Tak lama, Haji Peong pun ngeloyor keluar rumah sambil membawa keresek plastik berisi kepala kambing. Ia tampil seperti ayam keok, jalan terbungkuk-bungkuk, seperti ayam jantan kalah dalam arena sabung ayam.
Mumpung isterinya masih bisa diredam marahnya, pikir dia, lebih baik cepat-cepat dibawa keluar kepala kambing itu. “Kalo masih ngeliat kepala kambing ini, pasti ngomel terus. Kaya petasan kali, ya?” tanya Haji Peong dalam diri sendiri.
Dalam perjalanan ke tempat panitia kurban, Haji Peong berfikir bahwa dirinya seperti layangan singit ketika isterinya marah. Ia pun sadar, orang kaya itu harusnya berkurban. Ia menyaksikan, pengurus mushola dan beberapa orang panitia ikut berkurban. Lantas, apa yang dikurbankan pada Idul Adha ini dari si Peong yang sudah menyandang predikat haji itu.
Apa lagi orang kampung sudah tahu, Haji Peong tergolong orang berkemampuan dari sisi finansial. Terlebih, banyak orang melihat, dia sering gonta-ganti mobil isterinya. Pembicaraannya pun tak lepas setiap hari membicarakan kebolehan tentang mesin mobil yang serba “wah”.
Dalam hati, Haji Peong pun membenarkan ucapan isterinya, Hajjah Fatimah yang dicintainya itu. Dia harus memotong hewan kurban sebagaimana dicontohkan Nabi Ibrahim As.
“Gue ini berani motong hewan.
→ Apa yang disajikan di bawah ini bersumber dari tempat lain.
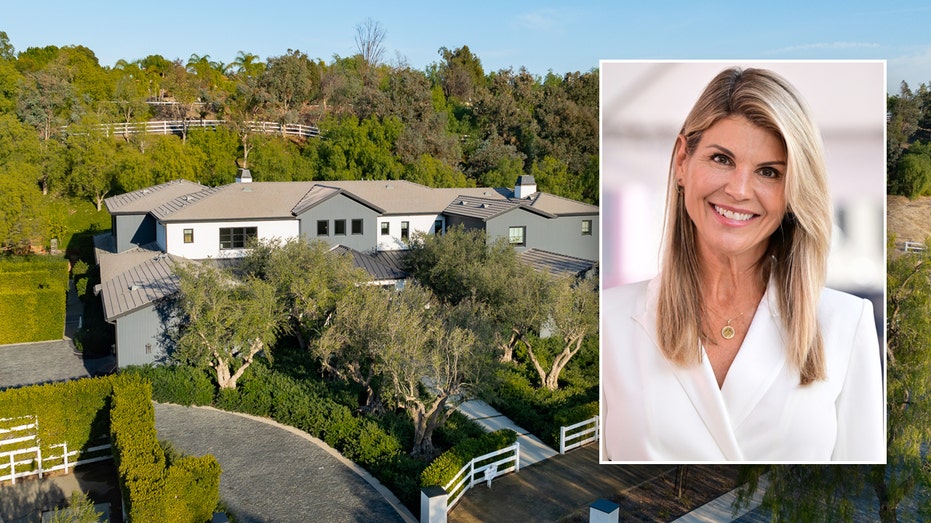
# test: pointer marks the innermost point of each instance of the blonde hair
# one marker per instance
(797, 250)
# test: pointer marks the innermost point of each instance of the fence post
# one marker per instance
(603, 511)
(517, 457)
(433, 504)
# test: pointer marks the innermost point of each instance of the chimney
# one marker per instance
(525, 187)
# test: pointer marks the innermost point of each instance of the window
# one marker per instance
(236, 237)
(517, 236)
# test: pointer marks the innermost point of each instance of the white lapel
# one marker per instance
(698, 382)
(759, 362)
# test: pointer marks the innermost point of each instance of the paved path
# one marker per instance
(532, 450)
(44, 362)
(276, 473)
(551, 490)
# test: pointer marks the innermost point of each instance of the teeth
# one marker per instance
(738, 216)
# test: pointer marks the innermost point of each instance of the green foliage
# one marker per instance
(447, 465)
(80, 510)
(156, 489)
(32, 299)
(179, 384)
(74, 412)
(912, 176)
(539, 410)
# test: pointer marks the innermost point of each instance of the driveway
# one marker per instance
(276, 473)
(44, 362)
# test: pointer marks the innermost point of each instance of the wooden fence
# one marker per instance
(182, 126)
(482, 469)
(575, 436)
(21, 452)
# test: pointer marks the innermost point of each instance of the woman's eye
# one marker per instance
(769, 172)
(721, 159)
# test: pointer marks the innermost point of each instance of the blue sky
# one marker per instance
(539, 35)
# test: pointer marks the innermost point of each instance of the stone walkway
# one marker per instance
(532, 450)
(276, 473)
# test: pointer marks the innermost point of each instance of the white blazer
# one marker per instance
(654, 410)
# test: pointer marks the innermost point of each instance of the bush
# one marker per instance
(178, 384)
(447, 465)
(156, 490)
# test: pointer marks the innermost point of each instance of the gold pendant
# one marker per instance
(728, 332)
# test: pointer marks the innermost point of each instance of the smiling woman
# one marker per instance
(737, 351)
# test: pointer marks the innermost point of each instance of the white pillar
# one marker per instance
(433, 505)
(603, 511)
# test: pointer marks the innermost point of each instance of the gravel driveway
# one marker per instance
(272, 472)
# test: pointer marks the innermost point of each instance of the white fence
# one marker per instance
(181, 126)
(482, 469)
(575, 436)
(21, 453)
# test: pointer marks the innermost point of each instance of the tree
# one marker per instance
(830, 493)
(92, 163)
(574, 315)
(308, 279)
(224, 324)
(370, 43)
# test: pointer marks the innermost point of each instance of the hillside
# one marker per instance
(908, 220)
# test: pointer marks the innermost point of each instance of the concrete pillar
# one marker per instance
(433, 505)
(603, 511)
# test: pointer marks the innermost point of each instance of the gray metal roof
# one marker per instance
(144, 200)
(140, 286)
(488, 208)
(556, 263)
(320, 193)
(379, 268)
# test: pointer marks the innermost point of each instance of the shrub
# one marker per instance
(178, 384)
(447, 465)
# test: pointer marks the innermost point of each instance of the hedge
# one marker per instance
(445, 467)
(155, 490)
(74, 412)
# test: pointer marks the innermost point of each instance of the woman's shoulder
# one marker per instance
(625, 296)
(842, 304)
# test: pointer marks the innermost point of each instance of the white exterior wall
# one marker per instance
(207, 237)
(418, 223)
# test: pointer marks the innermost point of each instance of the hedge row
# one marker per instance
(74, 412)
(156, 490)
(304, 405)
(445, 467)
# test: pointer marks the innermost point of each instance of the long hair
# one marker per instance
(798, 249)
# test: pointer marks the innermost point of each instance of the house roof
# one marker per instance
(488, 208)
(144, 200)
(556, 263)
(320, 193)
(379, 268)
(187, 201)
(140, 286)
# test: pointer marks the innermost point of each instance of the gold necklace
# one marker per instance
(728, 332)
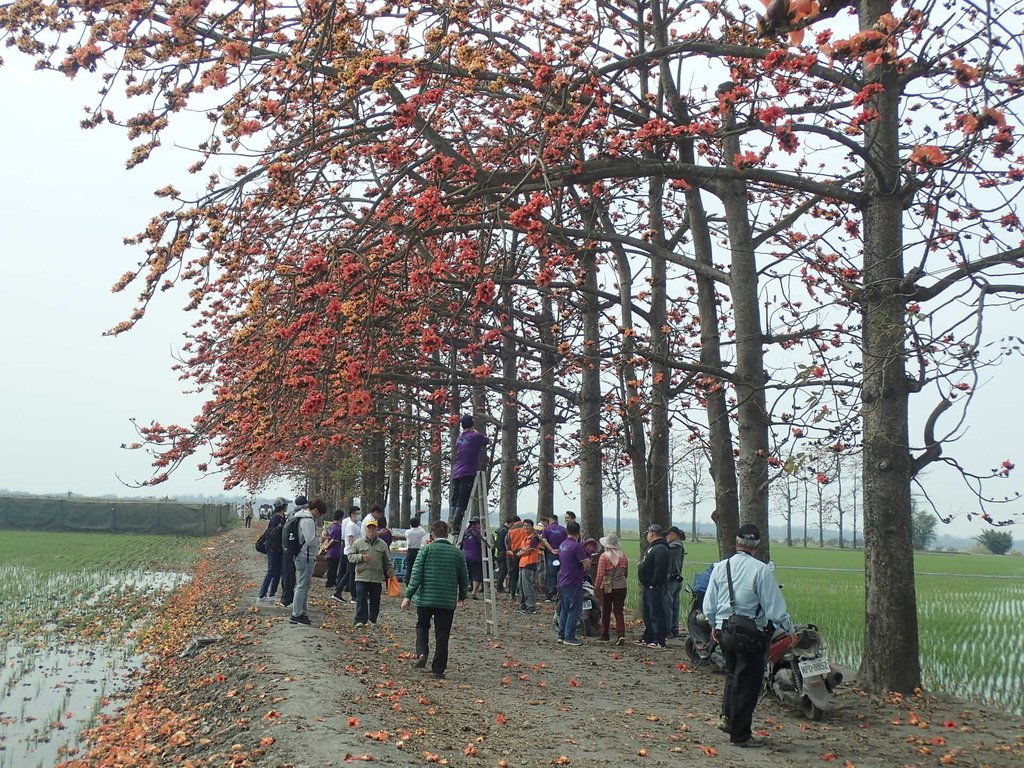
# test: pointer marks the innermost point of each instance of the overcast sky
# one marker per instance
(69, 392)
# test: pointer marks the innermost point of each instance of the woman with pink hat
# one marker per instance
(612, 570)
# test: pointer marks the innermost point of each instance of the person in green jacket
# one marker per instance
(438, 585)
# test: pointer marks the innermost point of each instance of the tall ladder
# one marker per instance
(478, 508)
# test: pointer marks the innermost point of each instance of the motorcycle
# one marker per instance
(698, 645)
(798, 672)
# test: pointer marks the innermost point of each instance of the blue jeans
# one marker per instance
(303, 574)
(569, 606)
(368, 601)
(550, 576)
(462, 488)
(272, 577)
(526, 579)
(653, 614)
(672, 590)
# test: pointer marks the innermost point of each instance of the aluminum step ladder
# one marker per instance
(478, 508)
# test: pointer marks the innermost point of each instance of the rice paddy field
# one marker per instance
(73, 605)
(970, 608)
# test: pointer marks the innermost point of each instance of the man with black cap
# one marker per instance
(741, 598)
(653, 574)
(675, 538)
(468, 455)
(290, 528)
(273, 551)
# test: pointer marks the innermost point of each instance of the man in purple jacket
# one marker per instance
(468, 453)
(551, 539)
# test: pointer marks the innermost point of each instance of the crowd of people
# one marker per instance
(552, 559)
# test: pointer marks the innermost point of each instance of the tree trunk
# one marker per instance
(720, 456)
(546, 449)
(634, 431)
(509, 461)
(660, 374)
(891, 659)
(591, 506)
(751, 409)
(409, 448)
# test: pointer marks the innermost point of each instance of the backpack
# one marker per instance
(290, 537)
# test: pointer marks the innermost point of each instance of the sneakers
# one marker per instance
(751, 742)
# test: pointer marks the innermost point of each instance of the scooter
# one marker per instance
(698, 645)
(798, 672)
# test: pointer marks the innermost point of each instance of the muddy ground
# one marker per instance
(271, 693)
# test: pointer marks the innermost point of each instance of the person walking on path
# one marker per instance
(416, 537)
(742, 596)
(472, 548)
(501, 556)
(350, 532)
(574, 562)
(268, 589)
(552, 537)
(437, 586)
(512, 559)
(675, 538)
(610, 583)
(287, 561)
(524, 543)
(372, 558)
(653, 574)
(306, 558)
(468, 457)
(333, 552)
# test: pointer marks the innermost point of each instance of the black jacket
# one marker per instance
(653, 570)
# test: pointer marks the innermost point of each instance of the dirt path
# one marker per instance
(272, 693)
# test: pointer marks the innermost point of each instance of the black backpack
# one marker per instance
(269, 540)
(290, 537)
(262, 542)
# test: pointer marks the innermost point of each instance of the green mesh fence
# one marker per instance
(166, 518)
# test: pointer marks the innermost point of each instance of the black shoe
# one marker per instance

Jagowan motong hewan. Tetapi juga harus berani berkurban,” katanya sambil menguatkan pendapat isterinya.
Tapi, untuk biaya membeli hewan kurban, Haji Peong harus merendah di hadapan isterinya. Bila perlu berjalan ngesot, minta maaf kepada isteri tercintanya.
Sebab, siapa lagi yang memberi uang kalau bukan isterinya itu.
Haji Peong kembali seperti layangan singit, menanti amarah isterinya reda. Setelah itu, ya minta uang darinya untuk beli hewan kurban. Ah, peong!
Maaf, bila ada kesamaan nama dan profesi dan itu hanya kebetulan.